- Location in Tanintharyi Region
- Coordinates: 11°16′34″N 98°46′37″E﻿ / ﻿11.27611°N 98.77694°E
- Country: Myanmar
- Region: Tanintharyi Region
- District: Bokepyin District
- Capital: Bokepyin

Area
- • Total: 6,651 km^{2} (2,568 sq mi)

Population (2014)
- • Total: 81,718
- • Density: 12.29/km^{2} (31.82/sq mi)
- Time zone: UTC+6.30 (MST)

= Bokepyin District =

Bokepyin Township (ဘုတ်ပြင်းမြို့နယ်; บกเปี้ยน; RTGS: Bok Pian) is the only township of Bokepyin District (ဘုတ်ပြင်းခရိုင်) in central Taninthayi Region, Myanmar. The capital town is Bokepyin. The township covers an area of 6,651 km2, and had a population of 81,718 at the 2014 census.

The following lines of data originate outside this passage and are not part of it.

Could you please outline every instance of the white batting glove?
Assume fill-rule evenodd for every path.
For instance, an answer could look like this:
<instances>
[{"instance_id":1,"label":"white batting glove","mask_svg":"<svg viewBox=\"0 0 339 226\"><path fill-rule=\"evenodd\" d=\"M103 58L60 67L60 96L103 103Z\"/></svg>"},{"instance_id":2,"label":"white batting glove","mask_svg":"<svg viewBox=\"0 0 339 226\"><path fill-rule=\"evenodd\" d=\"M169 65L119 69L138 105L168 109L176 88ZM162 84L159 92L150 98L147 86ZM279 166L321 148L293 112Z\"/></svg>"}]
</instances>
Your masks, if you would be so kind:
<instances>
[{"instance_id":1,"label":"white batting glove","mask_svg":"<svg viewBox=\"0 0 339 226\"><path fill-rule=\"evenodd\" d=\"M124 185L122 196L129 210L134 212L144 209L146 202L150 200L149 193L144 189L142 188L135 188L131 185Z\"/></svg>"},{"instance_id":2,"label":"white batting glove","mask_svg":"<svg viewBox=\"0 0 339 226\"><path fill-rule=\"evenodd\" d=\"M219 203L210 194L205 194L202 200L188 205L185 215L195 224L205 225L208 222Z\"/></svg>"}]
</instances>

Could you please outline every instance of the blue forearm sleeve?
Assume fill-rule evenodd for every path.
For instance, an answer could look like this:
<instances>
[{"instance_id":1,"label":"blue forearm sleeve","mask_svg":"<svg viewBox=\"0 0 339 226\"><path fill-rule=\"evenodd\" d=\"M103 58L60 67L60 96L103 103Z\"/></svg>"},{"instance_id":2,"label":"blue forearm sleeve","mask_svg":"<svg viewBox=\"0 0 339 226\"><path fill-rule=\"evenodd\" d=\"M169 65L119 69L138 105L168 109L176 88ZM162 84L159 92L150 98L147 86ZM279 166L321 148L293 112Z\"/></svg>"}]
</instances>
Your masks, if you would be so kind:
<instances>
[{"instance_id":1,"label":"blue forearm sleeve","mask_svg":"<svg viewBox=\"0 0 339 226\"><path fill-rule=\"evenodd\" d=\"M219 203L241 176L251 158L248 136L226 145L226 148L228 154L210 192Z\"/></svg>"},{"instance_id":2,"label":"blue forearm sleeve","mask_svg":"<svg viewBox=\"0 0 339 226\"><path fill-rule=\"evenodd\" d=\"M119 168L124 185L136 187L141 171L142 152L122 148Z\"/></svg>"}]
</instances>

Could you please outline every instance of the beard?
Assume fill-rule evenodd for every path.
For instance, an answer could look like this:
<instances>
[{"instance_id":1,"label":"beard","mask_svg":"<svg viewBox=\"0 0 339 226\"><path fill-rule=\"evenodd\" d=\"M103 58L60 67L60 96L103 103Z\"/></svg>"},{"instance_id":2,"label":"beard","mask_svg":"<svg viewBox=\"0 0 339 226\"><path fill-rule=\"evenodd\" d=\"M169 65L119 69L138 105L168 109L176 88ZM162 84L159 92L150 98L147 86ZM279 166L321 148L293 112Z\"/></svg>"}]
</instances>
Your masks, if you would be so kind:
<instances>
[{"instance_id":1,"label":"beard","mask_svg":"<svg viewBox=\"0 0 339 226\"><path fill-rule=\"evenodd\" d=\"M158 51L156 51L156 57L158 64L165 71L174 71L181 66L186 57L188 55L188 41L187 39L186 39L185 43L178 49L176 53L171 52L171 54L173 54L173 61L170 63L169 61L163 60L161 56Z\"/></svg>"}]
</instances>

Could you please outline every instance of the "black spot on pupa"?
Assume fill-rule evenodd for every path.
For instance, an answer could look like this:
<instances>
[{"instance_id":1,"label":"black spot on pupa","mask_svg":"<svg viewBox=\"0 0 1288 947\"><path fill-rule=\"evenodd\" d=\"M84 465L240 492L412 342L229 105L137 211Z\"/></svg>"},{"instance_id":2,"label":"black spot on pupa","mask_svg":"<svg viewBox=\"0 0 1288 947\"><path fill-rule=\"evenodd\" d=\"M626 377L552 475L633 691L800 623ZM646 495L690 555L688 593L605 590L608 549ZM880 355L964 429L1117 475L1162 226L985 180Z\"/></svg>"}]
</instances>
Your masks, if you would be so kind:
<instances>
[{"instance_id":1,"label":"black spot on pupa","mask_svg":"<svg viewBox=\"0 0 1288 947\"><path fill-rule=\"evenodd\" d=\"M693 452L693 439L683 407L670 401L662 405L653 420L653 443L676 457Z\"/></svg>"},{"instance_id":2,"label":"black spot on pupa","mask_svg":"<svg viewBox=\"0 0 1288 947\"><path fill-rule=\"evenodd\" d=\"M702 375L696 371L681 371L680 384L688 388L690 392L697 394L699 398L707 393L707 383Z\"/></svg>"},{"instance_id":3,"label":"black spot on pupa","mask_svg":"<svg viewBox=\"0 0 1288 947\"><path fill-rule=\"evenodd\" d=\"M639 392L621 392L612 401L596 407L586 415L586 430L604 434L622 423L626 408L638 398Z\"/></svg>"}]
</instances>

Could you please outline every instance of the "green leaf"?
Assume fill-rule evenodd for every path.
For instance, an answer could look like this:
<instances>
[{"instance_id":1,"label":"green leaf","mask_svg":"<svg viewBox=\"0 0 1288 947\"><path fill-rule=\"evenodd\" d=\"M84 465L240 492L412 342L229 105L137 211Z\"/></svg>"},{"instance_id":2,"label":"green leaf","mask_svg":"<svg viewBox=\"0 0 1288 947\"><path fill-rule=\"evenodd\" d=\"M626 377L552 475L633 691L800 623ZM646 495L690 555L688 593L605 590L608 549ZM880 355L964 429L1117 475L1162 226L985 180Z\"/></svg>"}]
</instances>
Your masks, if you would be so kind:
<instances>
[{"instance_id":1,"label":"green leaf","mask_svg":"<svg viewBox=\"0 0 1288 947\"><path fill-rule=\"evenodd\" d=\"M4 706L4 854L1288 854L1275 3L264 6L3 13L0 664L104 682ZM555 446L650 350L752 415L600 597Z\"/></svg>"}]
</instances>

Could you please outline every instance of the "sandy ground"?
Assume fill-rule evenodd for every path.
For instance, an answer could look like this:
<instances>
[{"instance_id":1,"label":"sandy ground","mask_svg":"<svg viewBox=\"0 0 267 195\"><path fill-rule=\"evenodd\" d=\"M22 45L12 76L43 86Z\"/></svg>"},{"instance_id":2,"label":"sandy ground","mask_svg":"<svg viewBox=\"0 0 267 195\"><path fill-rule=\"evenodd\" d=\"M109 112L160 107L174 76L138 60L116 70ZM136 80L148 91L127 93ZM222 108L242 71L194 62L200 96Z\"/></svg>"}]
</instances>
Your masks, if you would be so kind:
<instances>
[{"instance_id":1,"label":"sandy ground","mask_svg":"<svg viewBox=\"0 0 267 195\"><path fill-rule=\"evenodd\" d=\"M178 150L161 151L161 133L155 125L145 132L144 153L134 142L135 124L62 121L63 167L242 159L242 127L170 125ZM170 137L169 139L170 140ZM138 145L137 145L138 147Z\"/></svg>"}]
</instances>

The township was split from Kawthaung District on 30 April 2022 by the Ministry of Home Affairs to form its own district.

The township and district has two subtownships, informal subdivisions used for administrative and statistical purposes- Pyigyimandaing Subtownship and Karathuri Subtownship.